Announcing the launch at the Information Security Seminar 2013, Minister for Communications and Information Dr Yaacob Ibrahim said, "Adopting a collaborative approach across the public, private and people sectors, the Masterplan will enhance the security of Singapore's critical infocomm infrastructure and address the security of businesses and individuals. This will create a truly robust infocomm ecosystem and improve our quality of lives."
The Masterplan will focus on three key areas to develop Singapore as a trusted and robust infocomm hub by 2018. First, it will enhance security and resilience of critical infocomm infrastructure which includes conducting new cross-sector exercises to improve overall resilience of infrastructure and services. Second, efforts will be increased to promote infocomm security adoption among end-users and businesses by leveraging publicity channels and collaborating with industry and trade associations. The last key area is to grow Singapore's pool of infocomm security experts through working with Institutes of Higher Learning and industry partners in training and developing more students and professionals in infocomm security.
The Masterplan succeeds both Infocomm Security Masterplan and Infocomm Security Masterplan 2 that were implemented from 2005 to 2012. These previous masterplans had put in place capabilities that enhanced situational awareness and risk mitigation through the setup of a Cyber-Watch Centre and Threat Analysis Centre. The rollout of the Secure and Resilient Internet Infrastructure Code of Practice resulted in Singapore being among the first countries for designated ISPs to adopt mandatory cyber security measures. The previous masterplans also established the Cyber Security Awareness Alliance to generate infocomm security awareness, as well as the Association of Information Security Professionals to develop local infocomm professionals.

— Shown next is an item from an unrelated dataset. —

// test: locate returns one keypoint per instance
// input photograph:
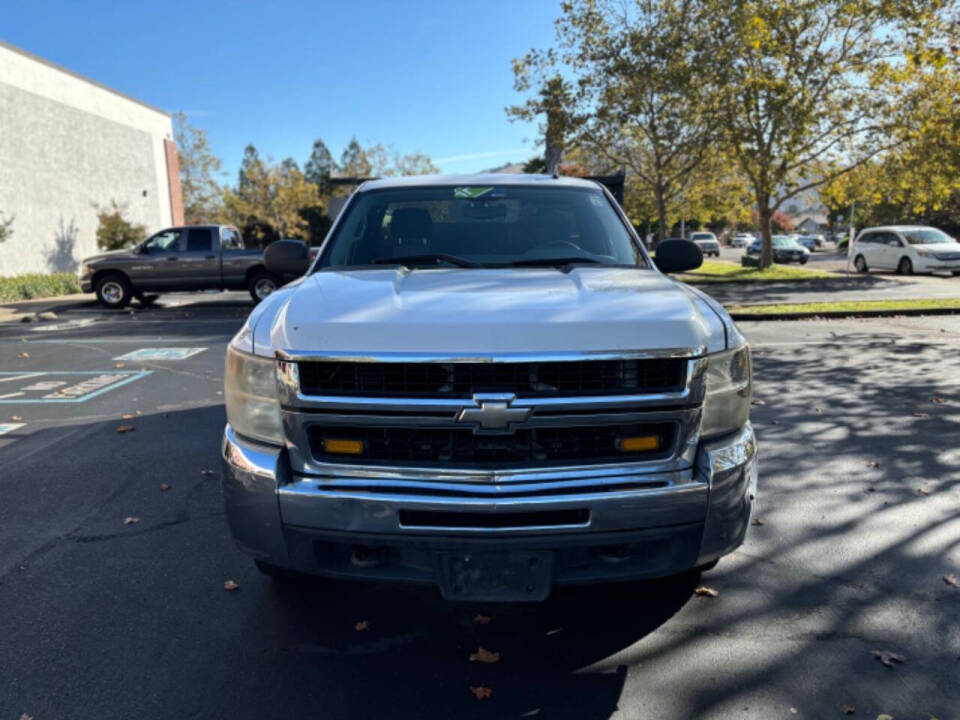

Mr Lim Chuan Poh, Chairman of NISC said, "The cyber security landscape is rapidly evolving and we must sustain and step up our efforts to meet the challenges posed by the increasingly sophisticated cyber threats. Over the next five years, the National Cyber Security Masterplan will guide our efforts to raise the capability and level of preparedness in the public, private and people sectors to better respond to and manage these cyber threats."
Apart from the Masterplan launch, Singapore's 3rd Annual Cyber Security Awareness Day was also commemorated today. Championed by the Cyber Security Awareness Alliance (Alliance) jointly led by the Infocomm Development Authority of Singapore and the Singapore infocomm Technology Federation, the theme of this year's nationwide call-to-action is "Security at Home and in the Workplace". The Awareness Day continues to raise infocomm security awareness and remind everyone of the need for personal and workplace responsibility by adopting simple practices to secure their online identity, computers, mobile and wireless devices.
As part of the Alliance's efforts to promote public awareness and adoption, a new mobile application will be launched by end 2013. The application will contain features such as password strength checker and alerts pertaining to infocomm security, threats and patches.